***
"Aku kembali. Aku tidak mundur. Silakan tembak, aku tidak takut."
Pria muda itu terus meratap. Ia masih tak percaya dengan kepergian perempuan yang telah bersamanya setiap hari. Dari pukul tujuh pagi hingga delapan malam. Bukan karena gaji tapi karena Alloh.
Serpihan-serpihan memori percakapan dengan Razan berlompatan. Betapa keberanian dan kecintaannya pada negerinya tak akan pernah bisa disandingkan dengan Razan.
"Tentara Israel berniat untuk menembak sebanyak yang mereka bisa," katanya pada suatu ketika ia membantu Razan membenarkan masker di antara demonstran.
Kedua tangannya mengusap mukanya penuh tekanan. Menahan agar air mata itu tak bisa menjebol bendungan. Kehilangan ini meninggalkan duka yang dalam.

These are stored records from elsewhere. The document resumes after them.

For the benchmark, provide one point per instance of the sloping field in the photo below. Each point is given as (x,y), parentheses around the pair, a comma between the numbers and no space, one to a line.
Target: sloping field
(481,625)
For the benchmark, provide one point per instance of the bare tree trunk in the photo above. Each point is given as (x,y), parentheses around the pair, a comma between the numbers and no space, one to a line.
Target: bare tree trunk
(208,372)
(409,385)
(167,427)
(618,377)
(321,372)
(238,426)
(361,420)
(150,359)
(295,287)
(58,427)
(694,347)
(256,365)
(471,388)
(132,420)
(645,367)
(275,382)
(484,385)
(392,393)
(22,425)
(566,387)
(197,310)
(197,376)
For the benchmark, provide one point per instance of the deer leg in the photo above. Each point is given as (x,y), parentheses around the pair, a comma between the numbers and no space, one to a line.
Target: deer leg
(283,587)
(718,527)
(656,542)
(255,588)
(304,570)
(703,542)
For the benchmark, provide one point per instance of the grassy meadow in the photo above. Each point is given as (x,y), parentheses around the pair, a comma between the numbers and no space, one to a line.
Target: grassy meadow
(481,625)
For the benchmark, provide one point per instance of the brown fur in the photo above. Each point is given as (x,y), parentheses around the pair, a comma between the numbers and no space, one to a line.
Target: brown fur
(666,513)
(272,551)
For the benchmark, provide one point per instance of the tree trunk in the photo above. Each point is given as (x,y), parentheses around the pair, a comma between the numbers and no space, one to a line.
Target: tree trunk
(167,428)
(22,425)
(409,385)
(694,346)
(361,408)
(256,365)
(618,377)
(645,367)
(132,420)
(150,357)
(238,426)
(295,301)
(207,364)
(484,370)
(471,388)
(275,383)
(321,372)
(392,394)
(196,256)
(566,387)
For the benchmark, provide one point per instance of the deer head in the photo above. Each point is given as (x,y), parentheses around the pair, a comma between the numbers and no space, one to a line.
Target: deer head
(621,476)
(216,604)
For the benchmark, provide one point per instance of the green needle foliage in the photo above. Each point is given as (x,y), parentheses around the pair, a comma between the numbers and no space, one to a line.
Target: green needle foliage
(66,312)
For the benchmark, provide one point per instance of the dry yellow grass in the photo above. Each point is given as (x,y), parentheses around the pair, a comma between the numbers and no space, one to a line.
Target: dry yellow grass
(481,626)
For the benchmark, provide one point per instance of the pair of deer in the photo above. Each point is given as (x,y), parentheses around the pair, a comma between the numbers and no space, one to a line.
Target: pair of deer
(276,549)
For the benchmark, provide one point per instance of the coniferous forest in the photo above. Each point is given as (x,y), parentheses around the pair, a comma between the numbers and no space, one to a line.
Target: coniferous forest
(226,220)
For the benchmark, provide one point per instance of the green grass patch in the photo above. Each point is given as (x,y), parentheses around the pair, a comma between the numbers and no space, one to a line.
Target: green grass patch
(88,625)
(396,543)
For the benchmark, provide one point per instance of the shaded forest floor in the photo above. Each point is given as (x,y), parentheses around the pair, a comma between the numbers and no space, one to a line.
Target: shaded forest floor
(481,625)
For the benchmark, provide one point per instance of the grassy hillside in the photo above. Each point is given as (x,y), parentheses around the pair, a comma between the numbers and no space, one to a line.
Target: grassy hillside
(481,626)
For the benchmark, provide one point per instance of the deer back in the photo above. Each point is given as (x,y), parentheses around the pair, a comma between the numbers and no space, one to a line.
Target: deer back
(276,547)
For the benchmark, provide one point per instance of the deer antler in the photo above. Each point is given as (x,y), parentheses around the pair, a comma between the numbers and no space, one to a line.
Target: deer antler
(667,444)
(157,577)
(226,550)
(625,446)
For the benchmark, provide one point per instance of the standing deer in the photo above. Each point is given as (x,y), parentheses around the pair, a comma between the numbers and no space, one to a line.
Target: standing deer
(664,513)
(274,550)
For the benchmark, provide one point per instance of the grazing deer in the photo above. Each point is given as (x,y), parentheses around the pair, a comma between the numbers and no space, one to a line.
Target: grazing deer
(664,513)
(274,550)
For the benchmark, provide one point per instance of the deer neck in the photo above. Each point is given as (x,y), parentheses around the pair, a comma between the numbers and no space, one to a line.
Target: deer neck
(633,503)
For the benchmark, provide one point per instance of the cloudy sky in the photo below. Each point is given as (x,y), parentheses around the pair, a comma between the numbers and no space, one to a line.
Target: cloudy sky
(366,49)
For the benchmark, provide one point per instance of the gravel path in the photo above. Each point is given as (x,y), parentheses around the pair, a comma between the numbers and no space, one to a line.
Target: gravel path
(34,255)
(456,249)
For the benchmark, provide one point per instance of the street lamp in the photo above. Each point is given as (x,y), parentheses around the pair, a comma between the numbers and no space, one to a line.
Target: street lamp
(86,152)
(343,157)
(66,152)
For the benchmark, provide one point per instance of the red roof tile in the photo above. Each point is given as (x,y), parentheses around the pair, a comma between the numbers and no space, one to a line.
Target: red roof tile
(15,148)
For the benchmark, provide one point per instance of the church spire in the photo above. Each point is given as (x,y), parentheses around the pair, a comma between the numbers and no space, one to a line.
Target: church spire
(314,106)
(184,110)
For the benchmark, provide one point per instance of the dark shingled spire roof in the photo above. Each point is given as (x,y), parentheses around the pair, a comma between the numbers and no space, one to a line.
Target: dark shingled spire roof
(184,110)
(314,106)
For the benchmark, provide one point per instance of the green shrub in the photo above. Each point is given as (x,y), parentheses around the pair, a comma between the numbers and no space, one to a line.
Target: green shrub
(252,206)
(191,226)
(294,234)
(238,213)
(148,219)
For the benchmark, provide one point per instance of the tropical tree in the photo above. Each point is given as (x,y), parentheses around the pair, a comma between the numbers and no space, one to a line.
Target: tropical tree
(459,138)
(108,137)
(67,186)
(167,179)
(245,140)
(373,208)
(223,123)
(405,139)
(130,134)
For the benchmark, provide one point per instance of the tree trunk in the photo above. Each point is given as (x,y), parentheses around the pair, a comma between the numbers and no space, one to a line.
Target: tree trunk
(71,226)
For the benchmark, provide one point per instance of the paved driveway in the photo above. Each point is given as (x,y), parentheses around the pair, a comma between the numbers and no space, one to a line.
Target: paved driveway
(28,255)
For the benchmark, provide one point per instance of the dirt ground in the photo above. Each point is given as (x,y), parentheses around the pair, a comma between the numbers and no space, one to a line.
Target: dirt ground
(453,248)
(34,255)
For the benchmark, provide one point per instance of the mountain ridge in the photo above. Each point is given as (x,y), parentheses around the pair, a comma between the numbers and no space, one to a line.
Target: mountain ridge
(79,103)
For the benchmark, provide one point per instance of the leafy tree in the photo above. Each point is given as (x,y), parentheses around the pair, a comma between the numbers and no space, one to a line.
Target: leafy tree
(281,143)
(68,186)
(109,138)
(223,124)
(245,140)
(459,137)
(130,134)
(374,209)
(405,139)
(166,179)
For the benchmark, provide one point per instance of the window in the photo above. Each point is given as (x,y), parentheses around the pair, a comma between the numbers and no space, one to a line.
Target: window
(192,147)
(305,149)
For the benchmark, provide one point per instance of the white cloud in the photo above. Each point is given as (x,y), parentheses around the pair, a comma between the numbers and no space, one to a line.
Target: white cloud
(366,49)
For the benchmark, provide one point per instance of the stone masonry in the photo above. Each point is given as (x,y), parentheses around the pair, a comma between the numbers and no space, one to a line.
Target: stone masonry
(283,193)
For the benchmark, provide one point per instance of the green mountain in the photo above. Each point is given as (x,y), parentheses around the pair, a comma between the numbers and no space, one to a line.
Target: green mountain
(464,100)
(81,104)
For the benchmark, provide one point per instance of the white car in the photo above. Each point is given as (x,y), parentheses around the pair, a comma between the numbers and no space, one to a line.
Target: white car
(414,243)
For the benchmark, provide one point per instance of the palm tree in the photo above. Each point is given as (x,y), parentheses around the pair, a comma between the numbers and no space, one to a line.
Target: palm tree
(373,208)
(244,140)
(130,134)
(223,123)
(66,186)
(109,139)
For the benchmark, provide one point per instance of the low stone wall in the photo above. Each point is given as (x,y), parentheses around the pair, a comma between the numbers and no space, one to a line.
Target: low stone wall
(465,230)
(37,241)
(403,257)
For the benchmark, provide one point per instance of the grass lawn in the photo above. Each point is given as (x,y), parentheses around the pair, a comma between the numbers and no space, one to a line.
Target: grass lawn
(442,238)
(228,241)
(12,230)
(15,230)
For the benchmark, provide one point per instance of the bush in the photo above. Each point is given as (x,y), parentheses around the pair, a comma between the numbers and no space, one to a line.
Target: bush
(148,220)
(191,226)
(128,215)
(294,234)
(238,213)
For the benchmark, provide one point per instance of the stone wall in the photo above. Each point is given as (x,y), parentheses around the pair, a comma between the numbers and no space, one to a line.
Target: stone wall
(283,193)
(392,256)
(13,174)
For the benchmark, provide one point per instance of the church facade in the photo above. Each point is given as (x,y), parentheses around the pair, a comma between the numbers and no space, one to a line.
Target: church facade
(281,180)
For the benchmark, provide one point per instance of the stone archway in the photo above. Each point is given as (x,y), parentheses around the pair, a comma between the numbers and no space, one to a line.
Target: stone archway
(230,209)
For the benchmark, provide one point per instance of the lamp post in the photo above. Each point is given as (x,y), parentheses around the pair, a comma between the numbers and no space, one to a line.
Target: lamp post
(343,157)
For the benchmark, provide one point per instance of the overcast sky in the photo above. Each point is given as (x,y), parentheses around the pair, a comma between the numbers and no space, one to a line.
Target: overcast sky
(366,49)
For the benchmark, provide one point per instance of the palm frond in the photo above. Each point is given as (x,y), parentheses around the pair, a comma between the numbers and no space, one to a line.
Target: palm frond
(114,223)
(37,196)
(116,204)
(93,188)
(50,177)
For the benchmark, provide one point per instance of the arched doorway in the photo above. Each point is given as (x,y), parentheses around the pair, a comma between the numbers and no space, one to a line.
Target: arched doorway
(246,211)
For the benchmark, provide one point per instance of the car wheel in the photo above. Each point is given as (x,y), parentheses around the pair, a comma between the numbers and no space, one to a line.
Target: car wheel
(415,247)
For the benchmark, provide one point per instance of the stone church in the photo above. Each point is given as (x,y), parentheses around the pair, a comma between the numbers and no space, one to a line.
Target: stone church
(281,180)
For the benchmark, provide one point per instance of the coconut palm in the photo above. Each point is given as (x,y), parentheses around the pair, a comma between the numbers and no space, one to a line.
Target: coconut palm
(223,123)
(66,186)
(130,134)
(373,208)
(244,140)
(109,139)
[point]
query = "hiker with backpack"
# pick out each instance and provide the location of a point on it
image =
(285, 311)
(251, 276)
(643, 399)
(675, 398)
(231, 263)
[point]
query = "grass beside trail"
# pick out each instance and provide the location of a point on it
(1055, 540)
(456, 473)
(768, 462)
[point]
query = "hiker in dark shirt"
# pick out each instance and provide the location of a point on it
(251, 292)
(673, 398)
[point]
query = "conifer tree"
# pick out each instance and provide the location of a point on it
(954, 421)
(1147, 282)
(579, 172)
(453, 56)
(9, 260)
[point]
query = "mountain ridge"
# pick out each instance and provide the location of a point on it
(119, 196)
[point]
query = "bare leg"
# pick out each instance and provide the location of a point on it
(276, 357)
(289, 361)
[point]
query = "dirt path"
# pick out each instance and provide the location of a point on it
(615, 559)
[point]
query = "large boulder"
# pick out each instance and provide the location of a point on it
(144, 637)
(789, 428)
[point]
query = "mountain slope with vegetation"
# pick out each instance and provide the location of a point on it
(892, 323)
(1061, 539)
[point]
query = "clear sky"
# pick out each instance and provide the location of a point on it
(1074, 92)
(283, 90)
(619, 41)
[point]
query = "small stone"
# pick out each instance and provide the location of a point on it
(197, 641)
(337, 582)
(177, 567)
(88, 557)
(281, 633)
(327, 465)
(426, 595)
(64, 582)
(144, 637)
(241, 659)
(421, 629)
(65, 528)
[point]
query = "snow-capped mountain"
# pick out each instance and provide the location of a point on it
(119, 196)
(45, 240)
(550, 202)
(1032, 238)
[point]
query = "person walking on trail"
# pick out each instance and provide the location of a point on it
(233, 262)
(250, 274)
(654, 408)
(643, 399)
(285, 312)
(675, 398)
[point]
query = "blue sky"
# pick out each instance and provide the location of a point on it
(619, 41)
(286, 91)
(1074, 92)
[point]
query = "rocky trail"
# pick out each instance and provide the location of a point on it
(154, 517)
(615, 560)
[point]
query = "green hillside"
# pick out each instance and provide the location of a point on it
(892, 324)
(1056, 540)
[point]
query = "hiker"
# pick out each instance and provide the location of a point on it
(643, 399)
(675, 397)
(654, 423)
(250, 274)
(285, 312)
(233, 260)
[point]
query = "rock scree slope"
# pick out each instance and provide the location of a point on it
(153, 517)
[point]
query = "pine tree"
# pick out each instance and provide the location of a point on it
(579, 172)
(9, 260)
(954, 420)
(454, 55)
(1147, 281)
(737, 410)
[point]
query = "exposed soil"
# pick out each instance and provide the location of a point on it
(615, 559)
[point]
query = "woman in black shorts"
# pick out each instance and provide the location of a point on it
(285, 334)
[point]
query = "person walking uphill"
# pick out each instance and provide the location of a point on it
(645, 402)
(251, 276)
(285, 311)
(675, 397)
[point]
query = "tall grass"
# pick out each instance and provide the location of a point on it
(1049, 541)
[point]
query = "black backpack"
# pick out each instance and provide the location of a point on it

"Ini gila dan aku akan malu jika aku tidak ada di sana untuk bangsaku."
***
"Allohu Akbar... "
Gema takbir terus menggema di antara ribuan pelayat yang mengantarkan jenazah Razan. Jenazahnya diusung berbalut bendera Palestina. Ayah Razan terus memegangi seragam medis putrinya, yang telah berubah warna karena darah dan berlubang. Sang ibu berusaha tegar begitu juga lima adiknya. Sementara tim paramedis memendam duka yang begitu mendalam. Mereka berjuang bersama tanpa senjata.Â
Razan Ashraf Al Najjar syahid di hari Jumat di bulan mulia. Ia menyusul Sumayyah, syahidah wanita pertama yang tewas setelah tombak pendek menghunjam tempat penghormatannya. Surga Firdaus janji Alloh.